“We have all known the long loneliness and we have learned that the only solution is love and that love comes with community.”
― Dorothy Day, The Long Loneliness: The Autobiography of the Legendary Catholic Social Activist
My relationship with my ex was abusive on more levels than there is room for in this post. When you add addiction and alcoholism to mix, it was truly a relationship I never dreamed I would ever leave alive. When I finally cut off all ties with him, his response was to harass my parents with death threats aimed at them and me. I went into hiding for what would be seven years.
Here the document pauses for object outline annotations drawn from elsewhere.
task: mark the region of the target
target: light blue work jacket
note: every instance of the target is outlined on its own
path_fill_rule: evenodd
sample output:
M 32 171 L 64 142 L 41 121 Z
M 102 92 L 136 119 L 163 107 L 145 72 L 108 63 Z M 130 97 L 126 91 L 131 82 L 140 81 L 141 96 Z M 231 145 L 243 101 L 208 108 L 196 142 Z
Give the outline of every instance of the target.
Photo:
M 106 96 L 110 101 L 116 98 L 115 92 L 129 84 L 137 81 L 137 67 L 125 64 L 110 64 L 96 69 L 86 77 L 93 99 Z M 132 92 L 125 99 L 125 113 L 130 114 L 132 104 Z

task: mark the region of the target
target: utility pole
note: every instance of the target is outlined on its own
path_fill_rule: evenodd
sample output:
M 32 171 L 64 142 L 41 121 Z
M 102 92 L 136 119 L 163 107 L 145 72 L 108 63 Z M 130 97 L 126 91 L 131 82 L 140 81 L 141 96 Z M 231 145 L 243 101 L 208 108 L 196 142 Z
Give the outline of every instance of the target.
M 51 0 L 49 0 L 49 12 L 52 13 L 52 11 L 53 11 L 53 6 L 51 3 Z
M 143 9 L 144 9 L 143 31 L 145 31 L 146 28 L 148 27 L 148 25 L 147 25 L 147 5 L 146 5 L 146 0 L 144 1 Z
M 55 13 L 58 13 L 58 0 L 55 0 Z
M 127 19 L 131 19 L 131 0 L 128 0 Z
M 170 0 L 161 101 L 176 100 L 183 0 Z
Going into hiding meant cutting myself off from anyone I might have considered a friend. This also proved critical for my beginning steps of sobriety. I was alone, lonely and still believing the lies he told me in order to alienate me from the rest of the world – lies about people not wanting to be around me and how my only value was utilitarian.
In the beginning, it was hard for me to believe that anyone would want to be my friend. I was too damaged, too dirty, and there were too many secrets in my soul.
Then, I let one person at the place where I worked become my friend. We began going to lunch, then she would come to my apartment. As I got to know her, I let her into my life more and more and we became friends. She began to speak truth to me in place of the lies I believed. In her eyes, I was fun and funny and I knew how to be good friend. This was the beginning of my journey from the darkness of abuse into the light of healing.
But I had to say yes to the invitation, to come out of isolation and into community. I had to take a chance on s friendship despite the lies that told me I was unworthy and unlovable.
Healing happens in community, friends. When we are with healthy, safe, encouraging people we are able to see ourselves as God sees his beloved children. We need each other. In the book of Genesis in the Bible, God saw that it was not good for man to be alone. God created companionship in the beginning. We need companionship no less today.
We need each other when lies overcome our minds and our souls and we believe we are not important to anyone, let alone the God of the universe. We need each other when dreams beckon to us and we are afraid to step into what we were created to do, into who we were created to be.
We need to people to say to encourage, prod, and sometimes firmly push us into taking steps toward healing, creating, being. And, we need each other to share triumphs - goals reached and dreams achieved. Friends who know where we have been truly understand how precious the moments of triumph are and there is no sweeter sight or sound than when they are excited for us.
Take a chance, friend. Today is the day to do it. There is much hope to be found in the eyes of a trusted friend.